Sublimity Matched By Simplicity
His adventurous mind scorned all physical limitations. His work covered every branch of intellectual research and he published no fewer than 621 treatises on various scientific subjects. A complete list of his inventions would cover many pages. He was thrice called to the presidency of the Institute of Electrical Engineers. He was made president of the Royal Society, and, during the year in which he held that exalted office, Queen Victoria raised him to the peerage. Like the greatest of the great, he was in his simplicity sublime. Universally revered, no man was more reverent. He was a very great Christian. With all his superb gifts and cyclopaedic knowledge, his faith was the faith of a child. He loved God, loved his Bible, loved his Saviour. When staying with his sister, Mrs. King, in St. John's Wood, the Sunday turned out wet. Church was impossible, and Lord Kelvin suggested, and largely led, a Bible reading. He did more than any other man to show that the Darwinian theory of evolution was not necessarily hostile to religion. "If," he said, "all things originated in a single germ, then that germ contained within it all the marvels of creation—physical, intellectual, and spiritual—that were afterwards evolved." The creation of that germ was as wonderful as the creation, ready-made of the solar system.
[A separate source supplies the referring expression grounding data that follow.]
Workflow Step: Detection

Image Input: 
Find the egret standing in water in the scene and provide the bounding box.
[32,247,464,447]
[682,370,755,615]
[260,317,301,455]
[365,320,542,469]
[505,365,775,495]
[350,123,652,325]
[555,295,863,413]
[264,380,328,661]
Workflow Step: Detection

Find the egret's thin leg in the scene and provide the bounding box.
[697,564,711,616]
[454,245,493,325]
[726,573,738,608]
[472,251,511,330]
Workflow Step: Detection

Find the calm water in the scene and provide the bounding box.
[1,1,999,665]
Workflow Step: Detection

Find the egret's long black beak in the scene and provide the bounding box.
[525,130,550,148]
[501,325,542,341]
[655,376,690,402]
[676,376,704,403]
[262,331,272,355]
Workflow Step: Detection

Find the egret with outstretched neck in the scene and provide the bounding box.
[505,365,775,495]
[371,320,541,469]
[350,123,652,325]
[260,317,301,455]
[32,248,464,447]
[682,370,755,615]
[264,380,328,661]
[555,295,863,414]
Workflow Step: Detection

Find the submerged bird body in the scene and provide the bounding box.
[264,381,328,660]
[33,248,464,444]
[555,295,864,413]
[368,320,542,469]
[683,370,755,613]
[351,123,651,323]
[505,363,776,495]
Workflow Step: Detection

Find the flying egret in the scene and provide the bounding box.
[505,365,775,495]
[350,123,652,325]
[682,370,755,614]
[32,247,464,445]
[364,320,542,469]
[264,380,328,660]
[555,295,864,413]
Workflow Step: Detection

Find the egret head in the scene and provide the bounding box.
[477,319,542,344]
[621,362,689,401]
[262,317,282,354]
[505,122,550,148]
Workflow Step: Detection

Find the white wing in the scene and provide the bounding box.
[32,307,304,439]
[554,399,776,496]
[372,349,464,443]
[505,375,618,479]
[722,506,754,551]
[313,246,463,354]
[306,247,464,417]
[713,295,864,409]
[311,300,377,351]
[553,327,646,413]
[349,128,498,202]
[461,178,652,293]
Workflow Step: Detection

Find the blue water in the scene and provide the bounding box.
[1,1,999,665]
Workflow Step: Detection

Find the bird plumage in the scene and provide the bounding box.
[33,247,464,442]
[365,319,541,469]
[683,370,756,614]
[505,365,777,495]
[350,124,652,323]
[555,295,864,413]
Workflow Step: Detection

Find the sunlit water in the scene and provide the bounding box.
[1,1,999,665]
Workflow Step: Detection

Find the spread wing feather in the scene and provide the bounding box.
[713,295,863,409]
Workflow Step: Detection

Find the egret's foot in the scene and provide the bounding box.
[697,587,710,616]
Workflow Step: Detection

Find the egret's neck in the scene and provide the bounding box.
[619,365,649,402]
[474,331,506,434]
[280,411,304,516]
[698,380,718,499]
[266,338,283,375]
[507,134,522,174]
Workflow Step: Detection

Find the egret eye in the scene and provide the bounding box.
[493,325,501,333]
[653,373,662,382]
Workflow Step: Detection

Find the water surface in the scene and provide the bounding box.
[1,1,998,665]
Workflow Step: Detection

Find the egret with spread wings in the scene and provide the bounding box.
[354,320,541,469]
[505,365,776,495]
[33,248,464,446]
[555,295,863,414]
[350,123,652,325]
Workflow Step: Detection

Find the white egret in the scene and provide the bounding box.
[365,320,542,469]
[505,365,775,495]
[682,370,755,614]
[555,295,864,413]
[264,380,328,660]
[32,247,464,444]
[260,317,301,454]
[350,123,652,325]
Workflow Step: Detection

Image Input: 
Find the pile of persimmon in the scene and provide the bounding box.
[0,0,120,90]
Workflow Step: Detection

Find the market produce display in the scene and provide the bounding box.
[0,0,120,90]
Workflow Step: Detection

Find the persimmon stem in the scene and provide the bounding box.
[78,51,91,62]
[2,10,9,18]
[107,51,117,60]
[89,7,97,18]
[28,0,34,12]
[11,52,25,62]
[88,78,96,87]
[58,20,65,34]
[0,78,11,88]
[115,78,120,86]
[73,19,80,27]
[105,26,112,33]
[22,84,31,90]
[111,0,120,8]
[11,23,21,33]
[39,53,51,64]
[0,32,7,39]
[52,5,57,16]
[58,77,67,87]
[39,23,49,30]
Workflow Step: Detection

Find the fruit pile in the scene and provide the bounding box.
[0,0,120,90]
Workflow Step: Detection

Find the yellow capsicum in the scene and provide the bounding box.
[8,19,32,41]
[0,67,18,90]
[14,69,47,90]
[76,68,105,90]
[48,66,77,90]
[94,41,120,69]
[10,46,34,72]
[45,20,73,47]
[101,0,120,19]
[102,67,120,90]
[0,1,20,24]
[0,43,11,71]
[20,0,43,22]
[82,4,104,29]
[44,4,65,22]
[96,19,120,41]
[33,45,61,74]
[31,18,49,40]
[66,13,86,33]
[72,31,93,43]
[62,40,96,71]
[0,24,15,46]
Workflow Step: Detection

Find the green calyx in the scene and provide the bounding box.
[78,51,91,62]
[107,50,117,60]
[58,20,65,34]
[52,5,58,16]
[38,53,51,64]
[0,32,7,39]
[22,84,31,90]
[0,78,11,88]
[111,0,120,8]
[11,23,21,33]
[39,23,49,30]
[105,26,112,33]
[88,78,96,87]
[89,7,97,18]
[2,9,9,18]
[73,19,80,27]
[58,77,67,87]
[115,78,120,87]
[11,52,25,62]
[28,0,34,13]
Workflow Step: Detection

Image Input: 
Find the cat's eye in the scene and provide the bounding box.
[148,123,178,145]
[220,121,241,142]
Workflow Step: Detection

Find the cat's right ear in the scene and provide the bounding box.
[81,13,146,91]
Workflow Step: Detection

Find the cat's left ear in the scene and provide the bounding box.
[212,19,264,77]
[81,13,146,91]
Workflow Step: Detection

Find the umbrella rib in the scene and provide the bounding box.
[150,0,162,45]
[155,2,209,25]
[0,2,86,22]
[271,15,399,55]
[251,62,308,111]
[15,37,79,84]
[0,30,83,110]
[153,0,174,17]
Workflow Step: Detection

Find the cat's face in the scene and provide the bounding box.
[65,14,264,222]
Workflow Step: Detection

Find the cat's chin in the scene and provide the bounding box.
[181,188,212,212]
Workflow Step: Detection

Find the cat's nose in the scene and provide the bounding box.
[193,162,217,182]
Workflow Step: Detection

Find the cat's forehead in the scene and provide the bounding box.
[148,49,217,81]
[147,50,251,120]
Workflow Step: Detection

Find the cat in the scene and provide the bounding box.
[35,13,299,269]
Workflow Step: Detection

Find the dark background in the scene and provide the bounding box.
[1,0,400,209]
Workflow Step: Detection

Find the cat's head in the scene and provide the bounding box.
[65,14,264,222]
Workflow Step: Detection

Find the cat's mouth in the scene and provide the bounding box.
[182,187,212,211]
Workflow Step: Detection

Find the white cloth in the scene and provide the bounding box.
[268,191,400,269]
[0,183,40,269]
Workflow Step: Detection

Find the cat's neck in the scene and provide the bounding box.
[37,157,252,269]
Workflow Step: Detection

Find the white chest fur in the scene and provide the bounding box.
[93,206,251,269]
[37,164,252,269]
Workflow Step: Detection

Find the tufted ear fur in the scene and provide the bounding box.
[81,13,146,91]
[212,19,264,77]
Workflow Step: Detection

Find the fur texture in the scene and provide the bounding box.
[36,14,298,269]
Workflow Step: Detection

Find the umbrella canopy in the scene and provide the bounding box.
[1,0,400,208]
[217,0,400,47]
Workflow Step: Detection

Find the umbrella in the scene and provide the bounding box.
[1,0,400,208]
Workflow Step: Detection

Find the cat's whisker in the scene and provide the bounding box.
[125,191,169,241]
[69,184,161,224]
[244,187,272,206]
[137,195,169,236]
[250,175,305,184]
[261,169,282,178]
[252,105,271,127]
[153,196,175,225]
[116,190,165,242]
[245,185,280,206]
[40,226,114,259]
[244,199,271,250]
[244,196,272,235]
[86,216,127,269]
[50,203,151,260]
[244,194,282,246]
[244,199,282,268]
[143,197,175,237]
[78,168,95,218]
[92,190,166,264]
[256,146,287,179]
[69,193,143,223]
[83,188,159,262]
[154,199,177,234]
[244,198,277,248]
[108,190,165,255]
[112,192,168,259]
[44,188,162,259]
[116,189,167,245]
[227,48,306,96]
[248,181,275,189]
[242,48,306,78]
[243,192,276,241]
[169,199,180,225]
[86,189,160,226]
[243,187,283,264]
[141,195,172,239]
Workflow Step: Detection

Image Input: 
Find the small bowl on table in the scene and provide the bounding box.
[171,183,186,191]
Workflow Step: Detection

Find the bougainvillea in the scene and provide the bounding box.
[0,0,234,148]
All the great European powers heaped their highest honours upon him. When, at the age of 83, he died, he was buried at Westminster Abbey amidst such demonstrations of popular veneration and affection as had never before been accorded to any scientist. "To him," as Principal Russell of Faraday House said, "it has been given to make history which will abide as long as intelligent man survives upon the earth." In the city of Belfast, with which he was closely associated, stands an imposing statue erected to his memory by the proud and grateful citizens. The inscription declares, in words that have always been regarded as singularly felicitous, that Lord Kelvin was pre-eminent in elucidating the laws of Nature and in applying them to the service of man." Lord Balfour used to say that no man in the 19th century exercised upon humanity a more wholesome influence. It would be difficult to conceive of a loftier eulogy.